Friday, July 22, 2011

Chapter 4: Teeth Everywhere

At the beginning of the chapter, the passage about"the precision in which we chew" was ludicrous. It was just comical how Shubin explained how our teeth moved up and down to chew food with maximum efficiency and how the upper and lower teeth fit together precisely. However, I started understanding why Shubin had explained this. It's our teeth that differentiate mammals from reptiles. I had already known that reptiles constantly replace their teeth through the course of their lives but I did not know that it was because their upper and lower teeth mismatch causing it to shatter.

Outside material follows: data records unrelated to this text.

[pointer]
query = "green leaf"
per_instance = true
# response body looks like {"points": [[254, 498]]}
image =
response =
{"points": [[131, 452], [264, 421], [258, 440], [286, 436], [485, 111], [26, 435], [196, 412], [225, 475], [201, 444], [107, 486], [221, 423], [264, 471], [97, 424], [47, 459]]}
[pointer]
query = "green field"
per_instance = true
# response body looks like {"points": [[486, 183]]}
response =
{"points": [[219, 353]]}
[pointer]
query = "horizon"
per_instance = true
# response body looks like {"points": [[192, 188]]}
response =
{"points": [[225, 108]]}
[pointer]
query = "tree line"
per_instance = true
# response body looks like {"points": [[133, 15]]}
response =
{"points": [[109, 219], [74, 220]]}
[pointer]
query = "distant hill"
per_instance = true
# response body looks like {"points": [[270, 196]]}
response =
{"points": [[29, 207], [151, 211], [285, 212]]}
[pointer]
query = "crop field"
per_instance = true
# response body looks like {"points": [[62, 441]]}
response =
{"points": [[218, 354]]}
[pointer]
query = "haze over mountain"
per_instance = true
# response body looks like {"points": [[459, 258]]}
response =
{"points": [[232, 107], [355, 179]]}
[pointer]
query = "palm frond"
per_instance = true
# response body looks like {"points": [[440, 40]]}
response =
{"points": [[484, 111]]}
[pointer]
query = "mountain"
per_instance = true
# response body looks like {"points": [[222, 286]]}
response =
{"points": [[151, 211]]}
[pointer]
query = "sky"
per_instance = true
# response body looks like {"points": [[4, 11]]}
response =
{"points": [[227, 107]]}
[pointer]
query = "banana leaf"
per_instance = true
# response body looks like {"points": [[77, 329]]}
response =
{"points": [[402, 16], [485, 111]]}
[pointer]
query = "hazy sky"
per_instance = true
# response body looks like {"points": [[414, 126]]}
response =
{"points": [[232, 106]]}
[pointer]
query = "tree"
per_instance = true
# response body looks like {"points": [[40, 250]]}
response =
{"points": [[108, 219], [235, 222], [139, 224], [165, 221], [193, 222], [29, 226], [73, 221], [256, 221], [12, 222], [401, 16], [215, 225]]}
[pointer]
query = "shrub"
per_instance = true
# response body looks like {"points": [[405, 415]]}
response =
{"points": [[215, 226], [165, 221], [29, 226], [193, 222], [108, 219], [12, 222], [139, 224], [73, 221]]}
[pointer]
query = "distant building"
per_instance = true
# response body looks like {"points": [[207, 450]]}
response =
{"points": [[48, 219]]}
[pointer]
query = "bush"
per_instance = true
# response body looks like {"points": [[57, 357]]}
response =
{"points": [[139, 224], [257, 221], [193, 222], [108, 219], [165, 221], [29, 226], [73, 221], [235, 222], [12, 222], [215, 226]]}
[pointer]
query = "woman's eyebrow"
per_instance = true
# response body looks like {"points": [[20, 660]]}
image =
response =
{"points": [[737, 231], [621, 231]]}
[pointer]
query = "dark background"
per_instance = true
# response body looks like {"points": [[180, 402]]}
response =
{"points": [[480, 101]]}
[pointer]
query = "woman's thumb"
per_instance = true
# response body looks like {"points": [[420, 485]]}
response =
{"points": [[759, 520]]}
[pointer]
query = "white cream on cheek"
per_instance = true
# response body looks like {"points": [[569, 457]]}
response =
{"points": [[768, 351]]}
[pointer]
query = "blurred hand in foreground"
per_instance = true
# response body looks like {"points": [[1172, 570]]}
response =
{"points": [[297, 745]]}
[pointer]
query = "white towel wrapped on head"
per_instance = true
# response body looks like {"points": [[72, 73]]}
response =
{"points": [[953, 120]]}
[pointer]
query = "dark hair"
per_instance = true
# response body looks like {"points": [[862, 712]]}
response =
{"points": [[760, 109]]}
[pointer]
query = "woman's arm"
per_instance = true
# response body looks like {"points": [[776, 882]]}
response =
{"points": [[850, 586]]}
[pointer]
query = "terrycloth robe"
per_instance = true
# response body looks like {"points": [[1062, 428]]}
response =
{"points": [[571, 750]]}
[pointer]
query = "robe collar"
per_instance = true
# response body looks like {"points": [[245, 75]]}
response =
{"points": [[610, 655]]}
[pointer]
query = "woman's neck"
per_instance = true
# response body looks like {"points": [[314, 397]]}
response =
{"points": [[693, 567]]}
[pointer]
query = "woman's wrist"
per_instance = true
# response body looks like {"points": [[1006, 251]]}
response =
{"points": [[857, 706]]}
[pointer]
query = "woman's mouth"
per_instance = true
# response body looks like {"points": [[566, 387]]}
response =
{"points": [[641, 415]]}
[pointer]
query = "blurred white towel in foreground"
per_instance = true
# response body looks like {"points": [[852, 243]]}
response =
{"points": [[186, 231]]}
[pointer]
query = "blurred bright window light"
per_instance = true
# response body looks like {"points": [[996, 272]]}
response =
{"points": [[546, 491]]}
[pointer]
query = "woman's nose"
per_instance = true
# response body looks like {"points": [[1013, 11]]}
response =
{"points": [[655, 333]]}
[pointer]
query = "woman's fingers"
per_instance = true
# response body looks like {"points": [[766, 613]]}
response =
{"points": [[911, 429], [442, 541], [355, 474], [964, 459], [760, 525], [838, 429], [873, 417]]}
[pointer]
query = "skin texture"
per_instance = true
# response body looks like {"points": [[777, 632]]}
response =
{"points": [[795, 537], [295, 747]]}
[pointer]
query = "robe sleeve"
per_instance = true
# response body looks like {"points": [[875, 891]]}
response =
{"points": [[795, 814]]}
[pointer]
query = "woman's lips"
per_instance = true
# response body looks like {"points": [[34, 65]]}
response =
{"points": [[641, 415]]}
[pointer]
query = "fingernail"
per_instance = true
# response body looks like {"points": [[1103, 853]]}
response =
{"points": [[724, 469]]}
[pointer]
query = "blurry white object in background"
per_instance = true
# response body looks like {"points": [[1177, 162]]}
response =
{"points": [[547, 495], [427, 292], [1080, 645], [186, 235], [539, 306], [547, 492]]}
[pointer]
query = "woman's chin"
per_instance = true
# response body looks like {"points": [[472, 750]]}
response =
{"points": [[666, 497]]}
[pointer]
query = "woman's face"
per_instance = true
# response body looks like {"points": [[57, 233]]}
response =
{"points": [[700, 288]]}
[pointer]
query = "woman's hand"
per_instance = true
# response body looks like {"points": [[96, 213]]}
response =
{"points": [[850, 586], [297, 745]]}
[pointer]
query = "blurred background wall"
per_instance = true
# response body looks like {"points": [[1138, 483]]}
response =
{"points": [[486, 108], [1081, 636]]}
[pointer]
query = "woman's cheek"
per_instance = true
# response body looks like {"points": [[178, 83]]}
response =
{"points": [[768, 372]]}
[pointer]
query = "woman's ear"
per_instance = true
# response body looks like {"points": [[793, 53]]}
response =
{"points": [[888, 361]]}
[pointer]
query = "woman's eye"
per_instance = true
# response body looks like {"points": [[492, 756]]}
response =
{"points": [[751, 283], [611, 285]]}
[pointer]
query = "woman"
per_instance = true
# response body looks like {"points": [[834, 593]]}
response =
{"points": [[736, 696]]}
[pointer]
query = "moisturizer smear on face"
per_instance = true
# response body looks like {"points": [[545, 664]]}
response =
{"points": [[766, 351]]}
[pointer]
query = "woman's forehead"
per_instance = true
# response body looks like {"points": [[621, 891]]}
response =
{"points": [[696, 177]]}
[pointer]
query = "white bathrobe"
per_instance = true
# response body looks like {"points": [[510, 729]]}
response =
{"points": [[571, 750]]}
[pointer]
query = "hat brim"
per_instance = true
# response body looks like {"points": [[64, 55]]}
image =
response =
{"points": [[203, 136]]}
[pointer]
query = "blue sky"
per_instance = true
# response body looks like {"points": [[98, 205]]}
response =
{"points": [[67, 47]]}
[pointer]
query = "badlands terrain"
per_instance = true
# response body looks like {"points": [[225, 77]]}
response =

By reading this chapter, I found out that finding fossils is kind of like finding a four leaf clover in a field of three leaf clover. There is a lot of land and bits of rubble but only some fossils between it all. It was interesting to see that Shubin and Chuck had looked at the same ground but Chuck found a bag full of bones whereas Shubin found nothing. I also found it interesting that pieces of rock that Shubin assumed to be nothing significant turned out to be a rare tritheledont. Tritheledont was a fossil beyond my imagination. I still can't believe a cold blooded reptile and a warm blooded mammal could have ever mixed to form a separate kind of animal. I now wonder if the tritheledont had been a warm blooded or a cold blooded animal.